Wednesday, June 6, 2012

How Will Our Writing Technology Evolution be Studied?


In 2012 we have much different ideas when we hear the word ‘technology.’ To most of us, technology means computers or a similar medium. Thinking this way is to our own detriment. We are so focused on finding the latest and greatest forms of technology that we don’t focus enough on preserving what was there before.
            There has been an extensive progression from types of writing such as cuneiform and hieroglyphics, through the era of the printing press, to how we write today (mostly through the use of computers). We can see the evolution of pictures and writing by the pieces of the puzzle that scientists and historians have put together for us. But wouldn’t it be nice to have more pieces of the puzzle? Archaeologists and Anthropologists spend their careers trying to interpret the meanings of the earliest writings. But the question that often runs through my mind is: will they ever know exactly what they were saying or will it always be an educated guess?
            In “History of Writing Technologies,” Chapter two of Handbook of Research on Writing History, Society, School, Individual, Text Charles Gabrial discusses the movement through time and the evolution of different writing technologies. “Like papyrus, parchment could be produced relatively cheaply, scrolled easily, and transported from points of origin; but unlike papyrus, parchment did not crumble with age and could be reused” (p. 24). What wasn’t discussed, as they moved from clay to papyrus, parchment, and paper, was that recordings on earlier forms were probably not transferred to the new ones because it was different civilizations that were developing these new writing forms. The gaps and divisions between the civilizations may have caused clues and fuller understandings of these civilizations to fall through the cracks and be lost forever.
            Instead of learning from these past mistakes, we are continuing to repeat them.

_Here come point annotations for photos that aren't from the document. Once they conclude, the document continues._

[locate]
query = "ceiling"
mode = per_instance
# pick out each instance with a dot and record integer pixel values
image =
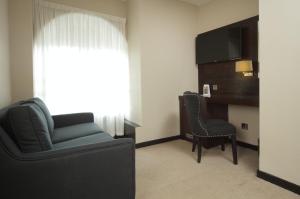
(197, 2)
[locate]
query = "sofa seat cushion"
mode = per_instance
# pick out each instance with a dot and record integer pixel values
(29, 128)
(75, 131)
(86, 140)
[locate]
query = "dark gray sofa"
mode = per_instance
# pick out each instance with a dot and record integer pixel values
(83, 163)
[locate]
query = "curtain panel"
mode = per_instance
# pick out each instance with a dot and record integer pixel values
(81, 63)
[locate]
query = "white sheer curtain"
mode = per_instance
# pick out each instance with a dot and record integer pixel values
(81, 63)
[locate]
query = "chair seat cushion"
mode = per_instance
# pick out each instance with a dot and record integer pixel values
(218, 128)
(75, 131)
(86, 140)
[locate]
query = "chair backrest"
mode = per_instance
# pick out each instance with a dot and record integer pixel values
(192, 102)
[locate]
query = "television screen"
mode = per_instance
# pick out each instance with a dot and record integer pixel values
(219, 45)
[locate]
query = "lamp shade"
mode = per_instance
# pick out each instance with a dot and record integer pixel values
(244, 66)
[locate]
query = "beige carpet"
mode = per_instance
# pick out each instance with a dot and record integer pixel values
(170, 170)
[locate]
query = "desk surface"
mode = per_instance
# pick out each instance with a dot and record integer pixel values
(235, 100)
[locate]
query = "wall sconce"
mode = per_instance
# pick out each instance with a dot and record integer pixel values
(244, 66)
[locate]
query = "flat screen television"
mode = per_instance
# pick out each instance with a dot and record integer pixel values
(219, 45)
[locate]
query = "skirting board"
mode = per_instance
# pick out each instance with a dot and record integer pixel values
(159, 141)
(279, 182)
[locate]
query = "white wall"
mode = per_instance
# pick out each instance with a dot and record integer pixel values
(220, 13)
(167, 31)
(21, 38)
(4, 55)
(280, 93)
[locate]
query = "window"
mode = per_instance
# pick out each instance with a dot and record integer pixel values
(81, 63)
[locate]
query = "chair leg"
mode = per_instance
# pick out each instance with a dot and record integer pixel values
(199, 149)
(223, 147)
(234, 149)
(194, 143)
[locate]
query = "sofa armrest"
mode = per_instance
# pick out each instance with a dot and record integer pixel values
(103, 170)
(72, 119)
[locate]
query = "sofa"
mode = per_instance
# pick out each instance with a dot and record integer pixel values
(61, 157)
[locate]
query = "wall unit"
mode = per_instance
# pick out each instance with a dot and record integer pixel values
(232, 88)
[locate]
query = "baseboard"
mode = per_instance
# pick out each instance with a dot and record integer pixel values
(247, 145)
(159, 141)
(239, 143)
(279, 182)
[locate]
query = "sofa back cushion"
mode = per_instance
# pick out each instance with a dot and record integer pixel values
(30, 128)
(46, 112)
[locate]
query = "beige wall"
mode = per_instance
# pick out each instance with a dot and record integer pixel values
(21, 34)
(167, 32)
(219, 13)
(134, 44)
(4, 55)
(20, 24)
(280, 94)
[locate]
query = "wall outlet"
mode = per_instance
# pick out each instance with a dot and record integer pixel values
(215, 87)
(244, 126)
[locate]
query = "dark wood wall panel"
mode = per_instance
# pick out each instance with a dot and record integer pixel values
(233, 88)
(223, 74)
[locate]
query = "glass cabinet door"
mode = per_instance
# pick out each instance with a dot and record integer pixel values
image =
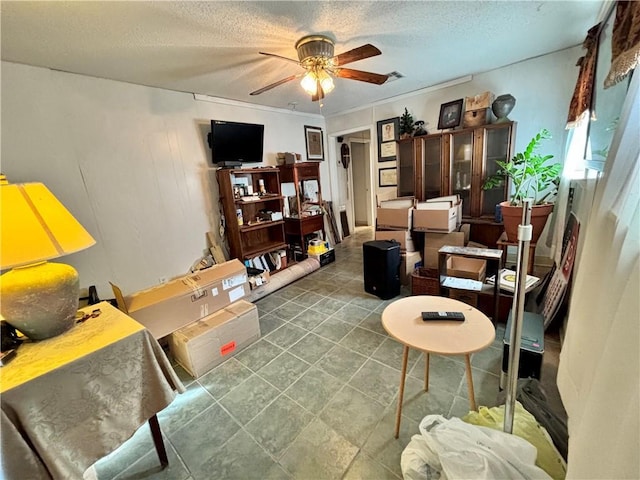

For example, if a person in the year 2012 was to purchase a new computer, it wouldn’t be equipped with a floppy disk drive as the one they purchased in 1996 did. In fact, that person may have purchased and replaced two computers in between those years. The smartest people were the ones who took the information from all of the floppy disks cluttering their desks and transferred that information onto flash drives before buying their 2012 computer when floppies were almost extinct. While others threw their collections of floppy disks in the trash causing the information and clues to our relatively current civilization to be lost with the pieces of papyrus that were destroyed.
The pieces of papyrus, and also the floppy disks, may have contained nothing but unimportant dribble. But if we continue obsessing over what greater things are yet to come instead of also preserving the past and present, the problem lies in that we will never know and pieces of the puzzle will continue to get lost.

Gabrial, Brian. “History of Writing Technologies.” Handbook of Research on Writing History, Society, School, Individual, Text. Ed. Charles Bazerman. Routledge, 2007. 23 – 33. Print.